Bodem overgangsrecht

Bij de inwerkingtreding van de Omgevingswet blijft in bepaalde gevallen de oude bodemwetgeving, de Wet Bodembescherming (Wbb), van kracht. We spreken hierbij van Overgangsrecht bodem. De regels hiervoor zijn te vinden in de Aanvullingswet Bodem Omgevingswet, de artikelen 3.1 en 3.2. 

In grote lijnen geldt het Overgangsrecht bodem in de volgende situaties: 

  • Nieuwe gevallen (ontstaan tussen 1-1-1987 en 1-1-2024); 
  • Locaties waar de verontreiniging is beschikt als ernst en spoed; 
  • Locaties waarvoor een (deel)saneringsplan is ingediend voor 1-1-2024 
  • Locaties waar op basis van een eerdere sanering (ook BUS saneringen) sprake is van nazorg (zoals een leeflaag) of restverontreiniging; 
  • Locaties die beschikt zijn (ernst en niet spoed) en waar gebruiksbeperkingen gelden of beschermende maatregelen zijn genomen. 

Het is mogelijk dat voor een werk zowel de Omgevingswet als de Wet Bodembescherming geldt. 

Ook kan het voorkomen dat een activiteit op een locatie waar mogelijk overgangsrecht bodem van toepassing is, geheel en al onder de Omgevingswet valt.
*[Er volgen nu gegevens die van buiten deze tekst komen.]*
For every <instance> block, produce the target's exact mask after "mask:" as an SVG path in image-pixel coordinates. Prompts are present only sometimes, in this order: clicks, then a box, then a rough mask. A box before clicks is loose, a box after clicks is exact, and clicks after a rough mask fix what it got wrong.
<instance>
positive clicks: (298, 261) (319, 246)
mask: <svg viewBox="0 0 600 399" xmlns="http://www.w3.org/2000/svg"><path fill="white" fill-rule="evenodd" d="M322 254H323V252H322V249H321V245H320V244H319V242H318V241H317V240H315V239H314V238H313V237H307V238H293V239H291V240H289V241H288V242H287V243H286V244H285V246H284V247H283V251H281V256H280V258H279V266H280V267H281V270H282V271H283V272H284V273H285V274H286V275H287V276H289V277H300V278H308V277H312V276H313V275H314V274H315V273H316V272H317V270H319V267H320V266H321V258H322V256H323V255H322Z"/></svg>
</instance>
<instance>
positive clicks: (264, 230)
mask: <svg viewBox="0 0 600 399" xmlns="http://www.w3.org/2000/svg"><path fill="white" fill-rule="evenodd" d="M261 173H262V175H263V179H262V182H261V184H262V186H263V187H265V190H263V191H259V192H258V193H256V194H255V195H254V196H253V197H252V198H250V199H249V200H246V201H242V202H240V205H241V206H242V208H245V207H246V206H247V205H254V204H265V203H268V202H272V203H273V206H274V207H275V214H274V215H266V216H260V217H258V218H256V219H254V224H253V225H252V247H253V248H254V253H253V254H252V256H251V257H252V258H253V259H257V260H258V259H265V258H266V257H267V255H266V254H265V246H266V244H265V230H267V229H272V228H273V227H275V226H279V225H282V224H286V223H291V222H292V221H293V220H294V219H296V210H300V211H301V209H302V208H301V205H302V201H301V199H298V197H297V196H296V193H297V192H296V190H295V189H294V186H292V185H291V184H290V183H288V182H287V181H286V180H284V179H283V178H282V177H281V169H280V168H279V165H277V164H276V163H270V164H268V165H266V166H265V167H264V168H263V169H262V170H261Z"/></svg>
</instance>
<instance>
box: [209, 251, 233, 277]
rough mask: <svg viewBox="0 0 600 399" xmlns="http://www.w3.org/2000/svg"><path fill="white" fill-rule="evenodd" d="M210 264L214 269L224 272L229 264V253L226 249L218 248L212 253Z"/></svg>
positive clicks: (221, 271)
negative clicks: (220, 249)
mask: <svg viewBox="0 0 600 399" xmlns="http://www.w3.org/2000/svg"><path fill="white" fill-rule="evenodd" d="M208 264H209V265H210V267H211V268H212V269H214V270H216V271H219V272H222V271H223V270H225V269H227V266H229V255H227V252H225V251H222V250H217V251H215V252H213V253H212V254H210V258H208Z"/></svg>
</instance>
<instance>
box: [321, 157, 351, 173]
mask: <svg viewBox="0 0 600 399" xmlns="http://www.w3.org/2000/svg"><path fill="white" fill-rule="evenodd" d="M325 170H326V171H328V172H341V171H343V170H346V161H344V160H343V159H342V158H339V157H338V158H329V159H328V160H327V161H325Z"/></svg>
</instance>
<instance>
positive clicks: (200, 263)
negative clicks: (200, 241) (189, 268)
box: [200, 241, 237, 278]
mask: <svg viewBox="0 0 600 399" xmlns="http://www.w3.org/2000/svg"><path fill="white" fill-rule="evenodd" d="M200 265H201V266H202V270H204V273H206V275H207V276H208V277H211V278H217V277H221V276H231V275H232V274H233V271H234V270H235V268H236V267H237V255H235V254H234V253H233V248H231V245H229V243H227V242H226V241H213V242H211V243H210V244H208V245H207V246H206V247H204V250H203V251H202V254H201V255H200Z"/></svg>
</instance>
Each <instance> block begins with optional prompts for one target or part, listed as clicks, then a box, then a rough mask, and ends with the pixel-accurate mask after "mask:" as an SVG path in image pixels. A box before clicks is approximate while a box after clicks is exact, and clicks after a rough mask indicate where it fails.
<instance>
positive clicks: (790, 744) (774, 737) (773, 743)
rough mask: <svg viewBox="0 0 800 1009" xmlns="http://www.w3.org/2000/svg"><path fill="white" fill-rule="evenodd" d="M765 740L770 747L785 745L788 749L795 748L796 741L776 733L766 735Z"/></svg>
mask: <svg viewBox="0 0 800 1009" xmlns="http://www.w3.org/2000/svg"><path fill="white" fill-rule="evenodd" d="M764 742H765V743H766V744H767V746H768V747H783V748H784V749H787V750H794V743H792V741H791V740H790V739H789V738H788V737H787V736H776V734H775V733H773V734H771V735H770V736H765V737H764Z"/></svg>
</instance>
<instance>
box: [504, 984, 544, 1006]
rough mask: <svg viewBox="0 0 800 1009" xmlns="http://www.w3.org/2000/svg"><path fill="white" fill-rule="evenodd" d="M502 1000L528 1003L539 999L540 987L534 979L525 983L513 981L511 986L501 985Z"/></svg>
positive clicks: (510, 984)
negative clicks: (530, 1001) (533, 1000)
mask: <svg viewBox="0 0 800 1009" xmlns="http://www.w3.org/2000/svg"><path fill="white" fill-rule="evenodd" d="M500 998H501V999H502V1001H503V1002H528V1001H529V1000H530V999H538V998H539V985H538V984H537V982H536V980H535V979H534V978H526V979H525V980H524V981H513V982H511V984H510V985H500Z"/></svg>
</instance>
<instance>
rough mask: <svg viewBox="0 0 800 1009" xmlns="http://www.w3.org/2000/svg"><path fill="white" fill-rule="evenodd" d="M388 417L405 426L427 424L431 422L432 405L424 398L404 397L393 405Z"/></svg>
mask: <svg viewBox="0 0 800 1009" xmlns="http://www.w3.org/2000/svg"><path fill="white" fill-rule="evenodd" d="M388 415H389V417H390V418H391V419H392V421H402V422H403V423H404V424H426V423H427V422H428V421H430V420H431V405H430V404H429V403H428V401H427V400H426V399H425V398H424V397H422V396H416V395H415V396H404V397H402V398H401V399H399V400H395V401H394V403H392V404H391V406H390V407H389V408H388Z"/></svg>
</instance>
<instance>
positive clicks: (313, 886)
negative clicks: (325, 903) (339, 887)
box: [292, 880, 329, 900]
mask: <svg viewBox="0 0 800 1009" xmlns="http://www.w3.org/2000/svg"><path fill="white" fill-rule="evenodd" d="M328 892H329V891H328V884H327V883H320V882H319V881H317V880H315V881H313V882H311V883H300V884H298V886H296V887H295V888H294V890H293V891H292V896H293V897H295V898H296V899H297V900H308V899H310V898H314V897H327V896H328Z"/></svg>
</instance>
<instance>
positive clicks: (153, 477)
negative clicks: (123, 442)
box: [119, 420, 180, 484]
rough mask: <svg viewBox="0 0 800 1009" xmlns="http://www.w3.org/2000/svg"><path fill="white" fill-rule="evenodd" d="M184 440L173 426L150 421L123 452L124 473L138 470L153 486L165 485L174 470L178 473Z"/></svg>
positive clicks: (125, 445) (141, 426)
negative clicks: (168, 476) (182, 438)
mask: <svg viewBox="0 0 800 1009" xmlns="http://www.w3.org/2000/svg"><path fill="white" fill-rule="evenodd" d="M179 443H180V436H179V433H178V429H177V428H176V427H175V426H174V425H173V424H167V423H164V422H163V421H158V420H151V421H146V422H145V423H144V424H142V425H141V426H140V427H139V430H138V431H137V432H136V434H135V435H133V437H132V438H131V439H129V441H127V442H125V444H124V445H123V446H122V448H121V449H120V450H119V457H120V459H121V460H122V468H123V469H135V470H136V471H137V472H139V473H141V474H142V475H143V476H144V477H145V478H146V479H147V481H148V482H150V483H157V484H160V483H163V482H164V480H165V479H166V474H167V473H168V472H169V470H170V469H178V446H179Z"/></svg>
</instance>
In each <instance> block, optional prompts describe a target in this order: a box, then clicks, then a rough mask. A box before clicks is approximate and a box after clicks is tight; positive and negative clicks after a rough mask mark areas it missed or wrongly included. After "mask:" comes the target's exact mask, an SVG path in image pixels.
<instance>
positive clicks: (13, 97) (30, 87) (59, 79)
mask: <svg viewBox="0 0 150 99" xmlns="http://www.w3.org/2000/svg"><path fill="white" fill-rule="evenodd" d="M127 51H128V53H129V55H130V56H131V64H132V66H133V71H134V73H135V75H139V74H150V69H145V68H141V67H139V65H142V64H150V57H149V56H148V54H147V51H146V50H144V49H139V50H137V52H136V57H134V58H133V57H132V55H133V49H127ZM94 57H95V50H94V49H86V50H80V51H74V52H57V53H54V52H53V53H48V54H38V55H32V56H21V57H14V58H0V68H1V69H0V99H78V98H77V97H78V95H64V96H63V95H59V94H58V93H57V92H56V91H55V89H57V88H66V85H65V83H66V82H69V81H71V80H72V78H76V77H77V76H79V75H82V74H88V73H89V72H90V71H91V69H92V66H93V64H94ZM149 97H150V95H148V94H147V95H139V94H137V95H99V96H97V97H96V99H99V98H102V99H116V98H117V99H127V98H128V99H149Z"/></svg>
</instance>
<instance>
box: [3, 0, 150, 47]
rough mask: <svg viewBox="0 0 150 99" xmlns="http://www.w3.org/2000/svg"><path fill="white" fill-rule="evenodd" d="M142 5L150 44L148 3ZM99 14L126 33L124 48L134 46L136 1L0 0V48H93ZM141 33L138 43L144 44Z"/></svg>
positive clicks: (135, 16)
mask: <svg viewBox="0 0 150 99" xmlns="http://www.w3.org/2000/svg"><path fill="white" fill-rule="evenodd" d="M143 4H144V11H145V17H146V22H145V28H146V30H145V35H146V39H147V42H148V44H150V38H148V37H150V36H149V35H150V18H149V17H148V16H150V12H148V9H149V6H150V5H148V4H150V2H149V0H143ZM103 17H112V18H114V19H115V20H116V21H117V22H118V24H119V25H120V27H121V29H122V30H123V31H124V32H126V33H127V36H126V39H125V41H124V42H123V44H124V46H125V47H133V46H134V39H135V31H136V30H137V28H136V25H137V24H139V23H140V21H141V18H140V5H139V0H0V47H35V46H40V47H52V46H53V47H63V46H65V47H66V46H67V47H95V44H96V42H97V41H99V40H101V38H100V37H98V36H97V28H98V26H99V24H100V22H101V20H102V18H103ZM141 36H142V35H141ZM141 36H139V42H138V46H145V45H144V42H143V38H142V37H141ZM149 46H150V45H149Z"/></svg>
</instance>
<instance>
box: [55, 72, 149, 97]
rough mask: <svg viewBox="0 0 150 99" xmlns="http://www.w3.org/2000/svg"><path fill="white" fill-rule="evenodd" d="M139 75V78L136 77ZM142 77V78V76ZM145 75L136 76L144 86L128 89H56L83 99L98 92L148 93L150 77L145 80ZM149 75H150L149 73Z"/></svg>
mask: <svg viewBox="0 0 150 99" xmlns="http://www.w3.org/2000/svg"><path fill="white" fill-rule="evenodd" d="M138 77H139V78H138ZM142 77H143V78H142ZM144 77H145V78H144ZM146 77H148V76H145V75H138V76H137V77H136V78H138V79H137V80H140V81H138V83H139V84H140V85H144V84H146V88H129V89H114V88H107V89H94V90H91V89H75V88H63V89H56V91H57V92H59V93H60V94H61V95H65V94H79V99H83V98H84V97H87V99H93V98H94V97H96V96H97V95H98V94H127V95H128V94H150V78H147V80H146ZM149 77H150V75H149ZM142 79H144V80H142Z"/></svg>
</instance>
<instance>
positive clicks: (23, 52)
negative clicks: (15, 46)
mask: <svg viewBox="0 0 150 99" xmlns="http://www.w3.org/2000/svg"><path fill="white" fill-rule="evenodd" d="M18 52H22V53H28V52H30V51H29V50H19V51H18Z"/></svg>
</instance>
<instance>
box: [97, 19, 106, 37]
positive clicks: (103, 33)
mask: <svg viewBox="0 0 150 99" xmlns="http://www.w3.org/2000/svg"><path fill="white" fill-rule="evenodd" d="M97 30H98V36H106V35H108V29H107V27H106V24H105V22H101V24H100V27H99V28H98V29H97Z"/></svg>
Dit hangt af van de specifieke eigenschappen van de activiteit. 

Op een kaart is aangegeven op welke locaties mogelijk sprake is van overgangsrecht bodem.  

Als Overgangsrecht van toepassing is, dan moet u dit melden via het Meldingsformulier Wet bodembescherming (zie Snel regelen onder Bodem). In gevallen waar ook sprake is van een milieubelastende activiteit onder de Omgevingswet, is daarnaast ook een melding via het Omgevingsloket noodzakelijk.